Relationship between intraoperative fluid administration and perioperative outcome after pancreaticoduodenectomy: results of a prospective randomized trial of acute normovolemic hemodilution compared with standard intraoperative management.
In their prospective, controlled, randomized study, Fischer and coworkers investigated the effects of the performance of acute normovolemic hemodilution (ANH, target hemoglobin concentration 8 g/dL) on the 30-day perioperative transfusion rate (primary endpoint) and the quality of intestinal anastomoses (secondary endpoint) in 130 patients undergoing pancreaticoduodenectomy (ANH group: n = 65; standard procedure STD-group: n = 65). During ANH whole blood is collected from the patient in the direct preoperative period and replaced by crystalloids and/or colloids in order to maintain a constant circulating intravascular volume (normovolemia). The allogeneic transfusion-sparing effect of ANH is mainly based on the fact that during a blood loss the hemodiluted patient will lose diluted blood, i.e. less red blood cells per mL of blood loss as compared to a patient with a normal hematocrit. The lower the targetet post-ANH Hct of the patient, the more pronounced this blood-sparing effect. In case of an intra- or perioperative transfusion indication, the hemodiluted patient receives first his autologous ANH whole blood (including coagulation factors and platelets).
The main problem with the study of Fisher et al. is the fact that there was no intraoperative transfusion indication at all in the patients described, as reflected by the 0% intraoperative transfusion rate in both groups (in fact one patient in each study arm was transfused intraoperatively).

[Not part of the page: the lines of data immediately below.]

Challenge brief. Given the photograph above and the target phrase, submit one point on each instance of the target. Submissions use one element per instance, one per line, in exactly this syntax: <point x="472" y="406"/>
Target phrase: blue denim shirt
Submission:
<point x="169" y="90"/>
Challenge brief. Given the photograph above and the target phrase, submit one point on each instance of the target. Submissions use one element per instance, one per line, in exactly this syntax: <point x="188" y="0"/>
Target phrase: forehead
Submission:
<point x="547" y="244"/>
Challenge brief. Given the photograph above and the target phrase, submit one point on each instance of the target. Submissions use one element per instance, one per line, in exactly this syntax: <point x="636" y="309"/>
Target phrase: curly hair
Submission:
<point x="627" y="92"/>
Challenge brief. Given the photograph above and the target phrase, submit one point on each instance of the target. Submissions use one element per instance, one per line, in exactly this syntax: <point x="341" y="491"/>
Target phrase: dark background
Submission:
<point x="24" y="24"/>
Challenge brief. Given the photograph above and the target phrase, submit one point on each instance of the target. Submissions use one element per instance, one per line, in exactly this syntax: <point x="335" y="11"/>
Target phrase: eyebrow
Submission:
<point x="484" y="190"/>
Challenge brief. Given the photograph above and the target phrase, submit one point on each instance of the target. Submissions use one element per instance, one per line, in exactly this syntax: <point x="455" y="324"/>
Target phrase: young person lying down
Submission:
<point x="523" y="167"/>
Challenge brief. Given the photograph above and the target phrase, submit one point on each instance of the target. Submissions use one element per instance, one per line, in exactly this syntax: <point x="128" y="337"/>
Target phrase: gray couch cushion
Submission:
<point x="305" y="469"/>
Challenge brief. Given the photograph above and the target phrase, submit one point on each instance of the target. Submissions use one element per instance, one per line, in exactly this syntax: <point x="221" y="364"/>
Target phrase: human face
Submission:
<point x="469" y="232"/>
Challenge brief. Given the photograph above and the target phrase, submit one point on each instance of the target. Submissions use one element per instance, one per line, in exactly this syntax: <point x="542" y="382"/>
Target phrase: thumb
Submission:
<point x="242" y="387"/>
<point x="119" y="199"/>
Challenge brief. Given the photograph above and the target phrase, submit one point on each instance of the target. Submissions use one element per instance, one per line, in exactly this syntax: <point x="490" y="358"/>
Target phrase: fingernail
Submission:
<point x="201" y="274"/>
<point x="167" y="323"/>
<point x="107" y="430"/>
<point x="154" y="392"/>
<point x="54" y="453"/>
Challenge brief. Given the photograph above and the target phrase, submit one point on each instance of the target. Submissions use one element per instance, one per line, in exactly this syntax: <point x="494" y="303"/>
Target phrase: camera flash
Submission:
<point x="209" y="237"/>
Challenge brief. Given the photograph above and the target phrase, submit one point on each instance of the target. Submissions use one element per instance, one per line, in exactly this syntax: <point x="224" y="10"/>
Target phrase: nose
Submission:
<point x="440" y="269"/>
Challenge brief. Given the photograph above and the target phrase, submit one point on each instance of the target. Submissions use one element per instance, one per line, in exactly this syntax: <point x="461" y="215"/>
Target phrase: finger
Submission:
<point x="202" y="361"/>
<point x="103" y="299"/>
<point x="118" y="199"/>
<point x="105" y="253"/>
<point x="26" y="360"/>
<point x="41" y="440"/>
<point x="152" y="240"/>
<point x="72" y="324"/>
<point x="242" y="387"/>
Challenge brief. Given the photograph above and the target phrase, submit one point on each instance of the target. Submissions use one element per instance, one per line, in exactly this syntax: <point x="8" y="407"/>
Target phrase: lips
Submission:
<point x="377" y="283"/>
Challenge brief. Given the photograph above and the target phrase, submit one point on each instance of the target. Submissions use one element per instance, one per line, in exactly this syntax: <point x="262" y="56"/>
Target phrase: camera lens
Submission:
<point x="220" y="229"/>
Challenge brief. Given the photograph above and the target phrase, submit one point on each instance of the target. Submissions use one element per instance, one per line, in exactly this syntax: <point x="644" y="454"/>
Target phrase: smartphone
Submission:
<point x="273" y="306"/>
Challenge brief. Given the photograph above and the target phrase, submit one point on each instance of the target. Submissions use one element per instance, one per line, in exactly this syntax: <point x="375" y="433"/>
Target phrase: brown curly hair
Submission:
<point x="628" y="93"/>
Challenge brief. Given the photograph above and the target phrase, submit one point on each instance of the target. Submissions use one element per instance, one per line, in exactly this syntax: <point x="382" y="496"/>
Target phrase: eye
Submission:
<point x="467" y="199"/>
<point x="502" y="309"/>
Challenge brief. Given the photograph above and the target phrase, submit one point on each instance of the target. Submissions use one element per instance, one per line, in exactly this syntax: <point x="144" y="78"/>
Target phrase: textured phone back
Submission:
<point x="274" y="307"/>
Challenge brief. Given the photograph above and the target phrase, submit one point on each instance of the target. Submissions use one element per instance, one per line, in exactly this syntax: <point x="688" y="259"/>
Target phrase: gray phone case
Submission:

Given the median blood loss of 700 (ANH group) and 500 mL (control group), this comes as no surprise. However, the patients of the ANH group donated up to 3000 mL autologous whole-blood (median 2250 mL) and were therefore infused with up to 1500 mL 5% albumin solution and 4500 mL crystalloidal solution, i.e. up to 6 liters more than the patients in the control group. Moreover, in all cases unused ANH whole blood was returned to the patient after completion of surgery representing another additional substantial volume load. In a subgroup analysis of patients with blood losses > 700 mL, ANH decreased allogeneic transfusion by 39% – unfortunately without statistical significance. It is absolutely no surprise that there was no advantage of ANH observed with regard to lowering the allogeneic transfusion rate which by the way was with 18.5% already very low in the STD group. It is also no surprise that the extreme volume overload of patients in the ANH group led to higher insufficiency rates of their intestinal anastomoses. The failure of ANH in the present study is, in my opinion, not explained by the insufficiency of ANH itself but by some inherent methodologic problems.